Neuroanatomy
Neuroanatomy is the specialized study of the structure and organization of the nervous system in both humans and animals. This complex system, which includes the brain and spinal cord, operates through a network of electrical impulses that transmit information throughout the body. The human brain, weighing approximately 3.5 pounds, is an intricate organ comprising billions of neurons and trillions of supportive glial cells, responsible for regulating vital functions and processing sensory information. Neuroanatomy encompasses both the central nervous system (CNS), which includes the brain and spinal cord, and the peripheral nervous system (PNS), which connects the CNS to the rest of the body.
Historically, the understanding of neuroanatomy has evolved significantly, beginning from ancient civilizations that held varied beliefs about the brain's significance. Key figures such as Hippocrates and Galen laid foundational theories, while Renaissance scholars like Leonardo da Vinci advanced anatomical illustrations and insights. Modern neuroanatomy benefits from advanced imaging and microscopic technologies, allowing deeper exploration of the nervous system's intricacies. Understanding neuroanatomy not only enhances knowledge of brain function and disorders but also fosters appreciation for the complexity of human biology and its variations across species.
On this Page
Subject Terms
Neuroanatomy
Anatomy is the study of an organism's structure and includes several branches of study. Neuroanatomy is the specific study of the organization of the nervous system in both animals and humans. The nervous system is an extremely complex network of electrical impulses that relays messages to and from the brain. The brain then interprets that information and sends out instructions for a response to the rest of the body.
The history of neuroanatomy is lengthy and well documented. Ancient Egyptians, Romans, and Greeks all explored the human body and its organ functions. The oldest document mentioning the brain is a medical papyrus from Egypt. Known as the Edwin Smith Surgical Papyrus, it was written between 3000 and 2500 B.C.E. Scholars including Hippocrates, Plato, Alcmaeon of Croton, Galen, and Leonardo da Vinci were fascinated by and made extensive studies of neuroanatomy. Since that time, medical science and understanding regarding the human brain and nervous system have expanded greatly. With modern technology, neuroanatomical exploration is able to extend to the smallest neuron and map out the functions of the various sections of the brain.
Brief History
Ancient peoples held various beliefs concerning the seat of human thought, emotion, intelligence, and the senses. Many of the ancient Egyptians believed the brain was a useless lump of gooey tissue, and ridded their mummies of it quickly and with no sentiment. The dominant belief among Egyptians and Mesopotamians was that the heart was the organ of greatest importance. The author of the Edwin Smith Surgical Papyrus described two severe head wounds that had exposed brain tissue and how the living brain was fluttering and throbbing under the surgeon's hands. Furthermore, the document describes the effects of brain injury on gross motor functions, such as speech and movement, and includes a physical description of the anterior fontanelle, the meninges, and cerebrospinal fluid.

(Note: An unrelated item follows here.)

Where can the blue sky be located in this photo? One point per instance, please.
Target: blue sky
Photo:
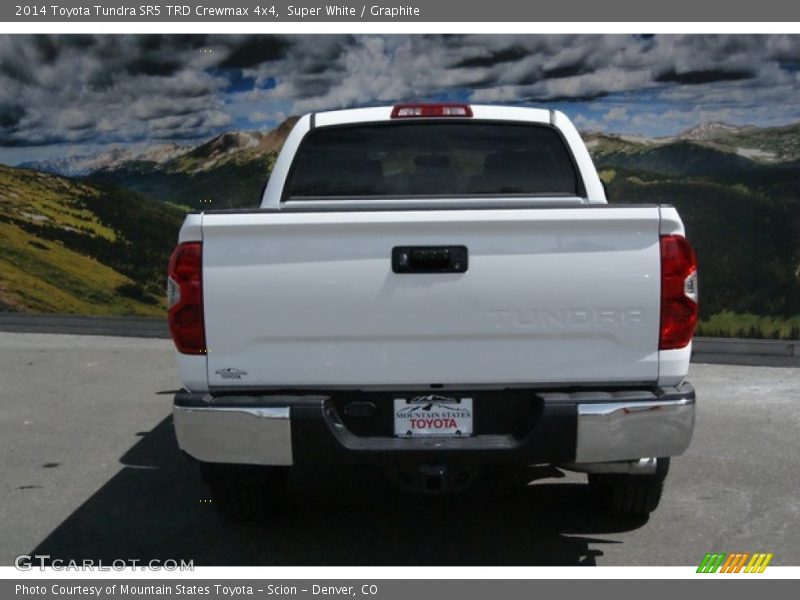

By the fifth century B.C.E., Hippocrates taught that sensations, emotions, and thoughts originate from the brain. He believed that it was because of the brain that humans suffered ailments such as insomnia or insanity. Ultimately, he declared that the brain was the most powerful organ within the human body. Alcmaeon of Croton traced the main sensory nerves back to the brain and his teachings encouraged the practice of dissection and anatomical study. Two early Greek physicians were the first to make systematic and scientific studies of human remains. Herophilus and Erasistratus offered the first glimpse of the structure of the human brain and nervous system.
Aristotle made the first mention of the cerebellum in the fourth century B.C.E. and Galen wrote about its functions. Erasistratus distinguished the cerebrum at the front of the skull from the cerebellum, which is at the back.
The earliest known illustration of the brain in Western history is included in an eleventh century manuscript. Discoveries in neuroanatomy continued to be made over the centuries, and during the Renaissance period, Leonardo da Vinci made detailed drawings of the brain. After an experiment with ox brains in the early 1500s, he discovered that the ventricles within it contain cerebrospinal fluid. Vesalius published the first drawing of the base of the brain while Archangelo Piccolomini recognized the distinction between the white and grey matter of the brain.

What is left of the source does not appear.